L’addio a Yann Sommer, dopo tre anni e quattro titoli (due Scudetti, una Coppa Italia e una Supercoppa), viene accompagnato dal ricordo vivissimo della sua prestazione in quell’Inter-Barcellona di Champions. Un flashback incancellabile: l’intervento impossibile sul tiro a giro di Lamine Yamal al 114′, “volando come un supereroe”, che ha fatto esplodere San Siro. Il club ne esalta la calma, la classe palla al piede e la straordinaria costanza, certificata da ben 66 clean sheet in 139 presenze totali.

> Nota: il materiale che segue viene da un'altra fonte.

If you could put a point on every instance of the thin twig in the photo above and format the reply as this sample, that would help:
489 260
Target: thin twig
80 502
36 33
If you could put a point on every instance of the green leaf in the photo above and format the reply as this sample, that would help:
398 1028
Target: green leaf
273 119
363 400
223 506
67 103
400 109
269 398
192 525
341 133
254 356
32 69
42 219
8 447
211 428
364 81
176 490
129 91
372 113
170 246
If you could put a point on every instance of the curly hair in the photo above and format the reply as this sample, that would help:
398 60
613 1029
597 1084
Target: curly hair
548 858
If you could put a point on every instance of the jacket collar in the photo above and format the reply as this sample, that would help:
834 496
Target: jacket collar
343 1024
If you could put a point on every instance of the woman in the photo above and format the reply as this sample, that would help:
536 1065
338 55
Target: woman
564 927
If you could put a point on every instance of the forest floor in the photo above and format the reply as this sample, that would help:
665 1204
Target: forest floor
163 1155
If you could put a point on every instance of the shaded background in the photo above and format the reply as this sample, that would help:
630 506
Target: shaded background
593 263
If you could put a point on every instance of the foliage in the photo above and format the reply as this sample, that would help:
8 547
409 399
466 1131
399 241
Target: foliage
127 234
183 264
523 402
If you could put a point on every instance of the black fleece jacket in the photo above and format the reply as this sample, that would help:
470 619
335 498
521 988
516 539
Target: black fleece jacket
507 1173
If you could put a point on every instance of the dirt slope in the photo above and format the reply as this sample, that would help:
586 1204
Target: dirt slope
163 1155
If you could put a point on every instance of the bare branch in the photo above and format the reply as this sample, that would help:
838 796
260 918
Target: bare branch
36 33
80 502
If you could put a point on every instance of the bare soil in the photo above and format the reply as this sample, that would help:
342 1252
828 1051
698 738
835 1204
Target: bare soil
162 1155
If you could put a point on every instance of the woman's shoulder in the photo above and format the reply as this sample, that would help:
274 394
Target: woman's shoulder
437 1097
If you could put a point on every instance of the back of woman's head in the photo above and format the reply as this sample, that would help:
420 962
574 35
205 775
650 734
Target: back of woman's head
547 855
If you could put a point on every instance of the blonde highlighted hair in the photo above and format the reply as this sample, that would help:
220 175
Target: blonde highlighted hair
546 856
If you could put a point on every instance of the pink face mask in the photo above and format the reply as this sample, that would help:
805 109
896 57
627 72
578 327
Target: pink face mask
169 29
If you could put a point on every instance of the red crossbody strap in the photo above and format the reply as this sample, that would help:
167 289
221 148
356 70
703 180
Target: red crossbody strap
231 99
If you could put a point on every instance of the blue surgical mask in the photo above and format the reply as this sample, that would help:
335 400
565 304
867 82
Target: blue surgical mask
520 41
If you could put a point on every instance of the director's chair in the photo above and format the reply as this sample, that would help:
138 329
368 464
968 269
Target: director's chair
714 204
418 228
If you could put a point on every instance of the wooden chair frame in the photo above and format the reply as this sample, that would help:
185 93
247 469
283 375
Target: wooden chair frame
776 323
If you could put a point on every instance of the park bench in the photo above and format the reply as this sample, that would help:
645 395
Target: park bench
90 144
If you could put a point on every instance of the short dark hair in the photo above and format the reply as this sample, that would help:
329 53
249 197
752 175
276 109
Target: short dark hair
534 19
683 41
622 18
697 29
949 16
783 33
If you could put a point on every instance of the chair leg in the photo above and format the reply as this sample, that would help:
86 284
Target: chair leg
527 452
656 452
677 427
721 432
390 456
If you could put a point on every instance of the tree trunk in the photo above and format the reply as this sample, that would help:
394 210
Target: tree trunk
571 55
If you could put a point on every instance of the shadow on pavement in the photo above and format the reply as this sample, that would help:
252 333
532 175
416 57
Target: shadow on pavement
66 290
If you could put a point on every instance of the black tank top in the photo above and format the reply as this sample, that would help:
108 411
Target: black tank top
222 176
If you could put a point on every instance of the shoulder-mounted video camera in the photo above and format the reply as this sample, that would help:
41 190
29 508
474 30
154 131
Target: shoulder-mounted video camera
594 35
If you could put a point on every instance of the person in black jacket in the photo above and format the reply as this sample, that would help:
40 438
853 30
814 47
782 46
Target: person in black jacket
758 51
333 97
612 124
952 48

Tuttavia, andando oltre il messaggio affettuoso del club, l’ultima stagione del portiere svizzero è stata caratterizzata da un rendimento altalenante. Se da una parte ha continuato a mettere in mostra sprazzi di assoluto talento – come l’ottima gara di Champions contro l’Ajax, le decisive parate nel derby d’Italia di ritorno contro la Juve e il commovente saluto di San Siro all’ultima in casa con il Verona (con tanto di super parata su Lovric nel giorno delle 100 presenze in A) –, dall’altra sono emersi passaggi a vuoto inattesi.

Errori pesanti hanno macchiato alcune sfide cruciali: le gravi incertezze nella rocambolesca sconfitta per 4-3 contro la Juventus all’andata, la timidezza nelle uscite costata cara contro l’Arsenal in Europa (1-3) e l’approccio disastroso nel clamoroso scivolone interno nel derby d’andata contro il Milan (0-1). Clamorosa anche la topica contro il Pisa (con un assist involontario a Moreo), segnale di un riflesso forse meno reattivo rispetto ai giorni migliori.